If that's something you'd want, let us know. It helps us prioritize.


Why Dropbox first

Three reasons: it has a real per-app folder model so we genuinely can't see anything outside our own folder; the free tier is generous enough to hold years of business data for a small operator; and almost everyone in the trades already has an account for invoices and photos.

Want a different storage provider? Google Drive, iCloud Drive, OneDrive - these are all on the table, but we're building based on what people actually ask for rather than guessing. If your business is on a different cloud and you want ToolBerry to support it, email us at contact@toolberry.app and tell us which one. Enough requests for the same provider and we'll move it up the list.


Turn it on

Head into ToolBerry's settings and connect Dropbox. Five minutes of setup and you've got both backup and sync running quietly in the background.

If you're not ready yet, that's fine - your data is safe on your device. But please, set up something eventually. Phones break. Backups exist for a reason.


For the Technically Curious

What's in your Dropbox folder

A representation of your local SQLite database, plus metadata for sync coordination - version markers, timestamps, and the parameters needed to reconcile changes from multiple devices. If you enabled encryption, the contents are encrypted as a single sealed blob; if not, they're stored in a structured format that only ToolBerry knows how to read.

Encryption (when enabled)

We derive a key from your encryption password using a slow, salted password-derivation function, then encrypt your data with strong authenticated encryption before it leaves the device. The salt and other parameters needed to decrypt on restore are stored alongside the ciphertext so your phone can recover the data when you log in on a new device. The password itself never leaves your device - we don't have it, can't recover it, and don't want to.

Why a Dropbox App Folder

Dropbox's App Folder permission is the most restrictive grant they offer. ToolBerry can read and write files inside its folder and nothing else. We can't see your invoices, photos, or anything else in your Dropbox. Dropbox enforces this at the API level, not on the honor system.

How sync actually reconciles changes

ToolBerry tracks changes locally on each device. When sync runs (open, close, or the 5-minute interval), it reads the latest state from Dropbox, compares it to local changes since the last sync, and merges them. For most edits this is straightforward - different records, different fields. For genuine conflicts (the same field edited on two devices at once), ToolBerry applies deterministic conflict-resolution rules so the outcome is consistent regardless of which device syncs first.

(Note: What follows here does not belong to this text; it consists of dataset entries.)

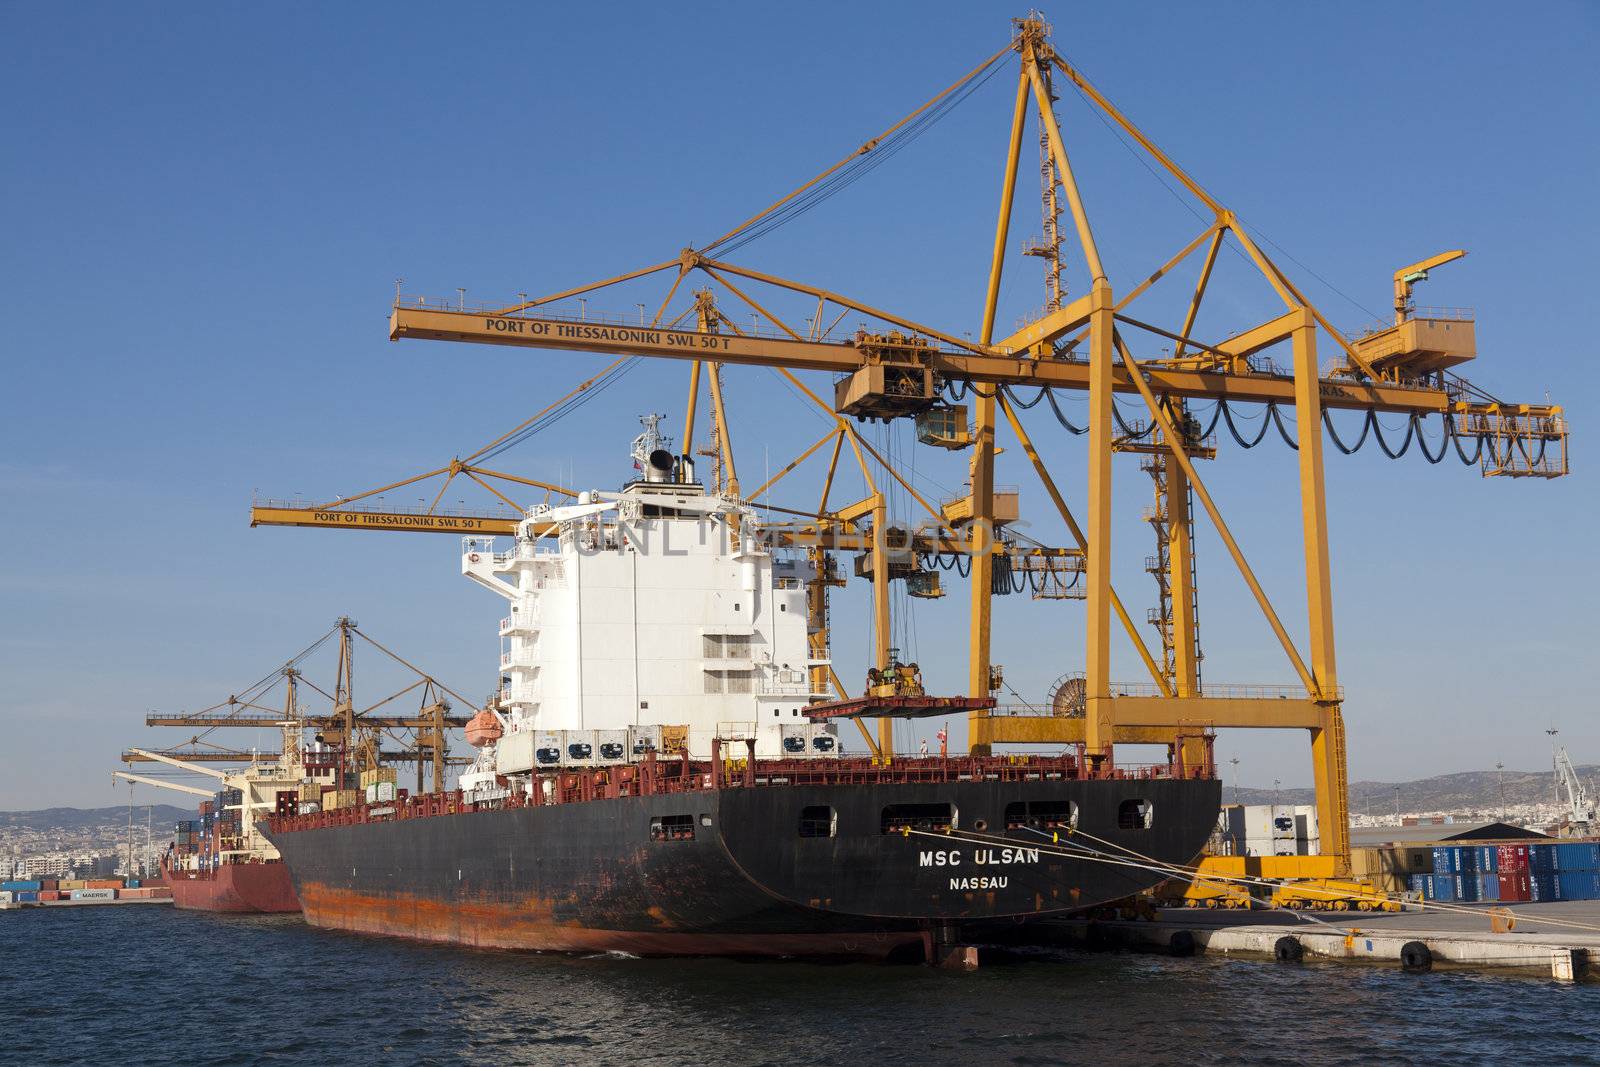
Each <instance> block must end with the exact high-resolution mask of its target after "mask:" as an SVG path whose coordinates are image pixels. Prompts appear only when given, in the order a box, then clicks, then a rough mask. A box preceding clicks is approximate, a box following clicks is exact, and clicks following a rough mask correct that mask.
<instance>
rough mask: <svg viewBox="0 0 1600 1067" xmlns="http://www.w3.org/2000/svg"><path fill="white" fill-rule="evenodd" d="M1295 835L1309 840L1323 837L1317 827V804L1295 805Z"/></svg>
mask: <svg viewBox="0 0 1600 1067" xmlns="http://www.w3.org/2000/svg"><path fill="white" fill-rule="evenodd" d="M1294 837H1298V838H1302V840H1307V841H1310V840H1315V838H1320V837H1322V830H1320V829H1318V827H1317V805H1294Z"/></svg>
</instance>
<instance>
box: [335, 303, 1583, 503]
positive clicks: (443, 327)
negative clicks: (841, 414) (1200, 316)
mask: <svg viewBox="0 0 1600 1067" xmlns="http://www.w3.org/2000/svg"><path fill="white" fill-rule="evenodd" d="M1083 320H1085V318H1082V317H1062V323H1064V325H1062V326H1061V330H1059V331H1058V333H1056V336H1059V334H1066V333H1069V331H1072V330H1075V328H1078V326H1082V325H1083ZM1294 323H1296V320H1294V318H1293V317H1290V315H1285V317H1282V318H1277V320H1274V322H1272V323H1267V326H1266V328H1262V330H1259V331H1253V333H1251V336H1250V338H1248V341H1245V342H1240V344H1232V346H1229V344H1227V342H1224V344H1222V346H1205V344H1198V342H1194V341H1190V342H1189V347H1190V349H1198V350H1202V352H1206V350H1214V352H1218V354H1221V355H1226V357H1229V358H1238V355H1242V354H1248V352H1254V350H1259V349H1262V347H1266V346H1267V344H1272V342H1275V341H1283V339H1286V338H1288V336H1290V334H1291V333H1293V330H1294ZM1045 336H1046V338H1051V334H1048V333H1046V334H1045ZM389 338H390V341H400V339H406V338H419V339H427V341H470V342H480V344H506V346H518V347H528V349H554V350H562V352H574V350H576V352H603V354H611V355H650V357H664V358H677V360H706V358H715V360H717V362H718V363H728V365H744V366H782V368H786V370H792V371H830V373H835V374H848V373H854V371H858V370H861V368H862V366H867V365H869V363H870V355H867V354H864V352H862V347H861V346H858V344H850V342H843V344H838V342H818V341H789V339H778V338H752V336H746V338H741V336H731V334H702V333H694V331H688V330H664V328H654V326H626V325H603V323H581V322H570V320H565V318H550V317H538V315H531V314H528V312H518V314H515V315H496V314H475V312H462V310H440V309H422V307H398V306H397V307H395V309H394V312H392V314H390V318H389ZM702 346H704V347H702ZM928 366H930V368H931V370H933V371H934V373H938V374H941V376H942V378H946V379H949V381H965V382H978V384H981V386H1029V387H1038V386H1050V387H1053V389H1070V390H1085V389H1088V387H1090V363H1088V362H1086V360H1056V358H1032V357H1027V355H1011V354H1006V352H1005V350H1003V346H997V347H995V350H994V352H989V354H981V352H955V350H936V352H933V354H931V355H930V357H928ZM1149 379H1150V389H1152V390H1154V392H1157V394H1162V395H1171V397H1186V398H1200V400H1219V398H1221V400H1230V402H1237V403H1278V405H1285V406H1293V405H1294V376H1293V374H1258V373H1251V374H1229V373H1221V371H1206V370H1176V368H1173V370H1166V368H1162V366H1158V365H1152V366H1150V370H1149ZM1318 386H1320V390H1322V403H1323V406H1326V408H1349V410H1360V411H1389V413H1416V414H1443V413H1451V411H1458V410H1459V411H1462V413H1466V411H1467V410H1475V406H1474V405H1466V406H1458V405H1464V403H1466V402H1458V400H1456V398H1454V397H1451V395H1450V394H1448V392H1446V390H1443V389H1437V387H1427V386H1418V387H1411V386H1395V384H1382V382H1360V381H1354V379H1349V378H1325V379H1320V382H1318ZM1112 390H1114V392H1118V394H1138V387H1136V386H1134V384H1133V378H1131V374H1128V371H1125V370H1118V371H1117V373H1115V374H1114V378H1112ZM1517 410H1518V411H1523V410H1526V411H1533V408H1528V406H1518V408H1517ZM1554 411H1555V413H1558V411H1560V410H1558V408H1555V410H1554ZM317 525H333V523H317Z"/></svg>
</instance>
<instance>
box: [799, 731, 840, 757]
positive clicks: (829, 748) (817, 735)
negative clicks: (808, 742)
mask: <svg viewBox="0 0 1600 1067" xmlns="http://www.w3.org/2000/svg"><path fill="white" fill-rule="evenodd" d="M805 731H806V739H808V741H810V742H811V744H810V749H811V755H821V757H837V755H838V723H811V725H808V726H806V728H805Z"/></svg>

The result gets written back to Dropbox for the next device to pick up.

This works well for the scale ToolBerry's free tier targets - solo operators and tight crews where edits are mostly serialized in practice (you finish a job, you mark it done, next person picks it up later). It's the right tool for the job, but it has limits.

Why a dedicated sync engine for paid plans

Cloud-folder sync is great when the unit of trust is a single team sharing one storage account. Once you need real multi-user accounts - different people with different permissions, audit trails of who changed what, real-time collaboration during the same minute - the cloud-folder model starts to work against you. You'd want an actual server in the loop, with proper auth and authorization.

That's exactly what we're building for the paid tier. Same local-first foundation - your phone is still the source of truth, you can still work offline - but with a real sync server backing it for teams that need that level of coordination. Dropbox-style BYOS sync isn't going away; it's the right call for solo operators and small crews. The dedicated sync is for the next tier up.

Restore (after a lost device)

On a new device, after authenticating with Dropbox, ToolBerry pulls the latest data, asks for your encryption password if you set one, and rebuilds your local database. From there it's just sync as usual.